La mirada de Joséphine peinó la sala. En primera fila reconoció a Hervé Lefloc-Pignel, sentado al lado del señor Van den Brock.
Los dos hombres intercambiaban impresos. Un poco más lejos, en la misma fila, el señor Pinarelli. Se habían cuidado de dejar tres sillas vacías entre ellos.
El administrador, un hombre con traje gris, mirada perdida y sonrisa suave y conciliadora, decretó que el señor Pinarelli presidiría la sesión. Faltaba elegir un secretario y dos vocales. Se alzaron manos, ávidas de ser elegidas.
– ¡Es su momento de gloria!-susurró el señor Merson-. Va usted a comprender la embriaguez del poder.

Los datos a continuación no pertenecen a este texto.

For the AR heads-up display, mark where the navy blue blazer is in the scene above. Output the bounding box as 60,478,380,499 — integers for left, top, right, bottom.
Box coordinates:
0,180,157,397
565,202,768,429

El orden del día se componía de veintiséis artículos y Joséphine se preguntó cuánto tiempo duraría la asamblea general. Cada punto tratado estaba sometido a votación. El primer tema de discordia fue el abeto de Navidad que Iphigénie había colocado en el vestíbulo del edificio durante las fiestas.
– Ochenta y cinco euros un abeto -chilló el señor Pinarelli-. Esos gastos deberían ser sufragados por la portera, teniendo en cuenta que ese abeto se instala, evidentemente, para forzar los aguinaldos. Y sin embargo, no me parece que nos corresponda, en calidad de copropietarios, ni un céntimo de ese dinero recolectado. Así pues, propongo que, de ahora en adelante, sea ella la que pague el abeto y las decoraciones de Navidad. Y que reembolse los gastos ocasionados este año.